Based on research and evidence, the guide identifies the benefits not only in children's academic attainment but also in their conduct and constructive relationships when both parents are involved in supporting their education even when they no longer live together.

 

Schools are required to draw up a parental involvement strategy and review it regularly to ensure both parents are encouraged and supported to become engaged in their child’s education and also to participate in the wider school community. However the researchers found considerable variation between schools and between authorities in the effort they appear to make to reach out to non-resident parents.

 

The report reminds schools of the current legislation, guidance and policy, and highlights examples of best practice across the country. Good practice case studies are drawn from Prestonpans Infant School, East Lothian and South Lanarkshire Council.

 

Marion McLeod, Policy Manager with Children in Scotland said:We know that in general, with some individual exceptions, children benefit for the active support and involvement of both parents.  This is particularly true in terms of educational attainment. 

We appreciate that often schools or other education bodies might find it difficult to manage differing parental expectations when families breakdown, but we know that the child benefits immeasurably when clear, transparent and constructive involvement is achieved. This is the best practice we must strive for.”

 

Ian Maxwell, National Manager of Families Need Fathers Scotland added:It is ten years now since the Scottish Schools (Parental Involvement) Act urged schools to 'work hard' to engage with fathers in general and non-resident fathers in particular and to treat both parents with equal respect. Regrettably, we still hear regularly from some non-resident parents that they have felt excluded from communication around their child’s education, or are made to feel they are causing bother by asking for their own copies of newsletters and school reports.

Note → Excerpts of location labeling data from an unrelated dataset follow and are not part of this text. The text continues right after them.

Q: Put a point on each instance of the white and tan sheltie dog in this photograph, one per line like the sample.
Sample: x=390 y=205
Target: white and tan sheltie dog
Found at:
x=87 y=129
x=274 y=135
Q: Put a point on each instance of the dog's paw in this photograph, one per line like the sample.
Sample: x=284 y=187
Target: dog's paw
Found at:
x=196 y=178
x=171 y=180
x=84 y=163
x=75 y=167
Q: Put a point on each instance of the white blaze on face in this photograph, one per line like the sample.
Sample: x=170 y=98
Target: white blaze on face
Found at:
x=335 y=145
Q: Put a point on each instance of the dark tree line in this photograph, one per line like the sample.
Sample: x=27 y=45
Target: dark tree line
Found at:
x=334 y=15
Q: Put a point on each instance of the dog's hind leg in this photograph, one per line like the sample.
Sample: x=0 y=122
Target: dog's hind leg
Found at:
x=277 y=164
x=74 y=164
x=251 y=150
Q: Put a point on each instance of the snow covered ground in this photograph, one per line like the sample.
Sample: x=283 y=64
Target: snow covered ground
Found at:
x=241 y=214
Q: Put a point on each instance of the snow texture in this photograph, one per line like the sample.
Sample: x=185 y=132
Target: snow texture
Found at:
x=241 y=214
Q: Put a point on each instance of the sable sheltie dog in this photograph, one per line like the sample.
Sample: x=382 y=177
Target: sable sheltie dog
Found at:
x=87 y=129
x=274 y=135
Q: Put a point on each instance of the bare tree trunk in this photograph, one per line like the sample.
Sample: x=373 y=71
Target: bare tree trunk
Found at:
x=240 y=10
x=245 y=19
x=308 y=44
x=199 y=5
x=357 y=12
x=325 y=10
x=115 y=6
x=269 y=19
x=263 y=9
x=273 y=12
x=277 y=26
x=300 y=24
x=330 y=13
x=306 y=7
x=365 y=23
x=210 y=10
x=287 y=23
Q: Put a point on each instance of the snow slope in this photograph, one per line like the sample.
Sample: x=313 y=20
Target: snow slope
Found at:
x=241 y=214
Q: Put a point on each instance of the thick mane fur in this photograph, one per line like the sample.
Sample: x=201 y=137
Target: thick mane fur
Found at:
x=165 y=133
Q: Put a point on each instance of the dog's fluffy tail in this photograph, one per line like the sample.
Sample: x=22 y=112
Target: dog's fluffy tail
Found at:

We hope this guide will help schools and education authorities work towards a more inclusive approach, for the benefit of all involved, our children above all.”

The guide has been published to coincide with 2016, Scotland's Year of the Dad – although it is noted a non-resident parent may be either a mother or father.

 

FNF Scotland last year published EQUAL PARENTS - a 'user guide' for non-resident parents to clearing the obstacles to involvement in their children's education.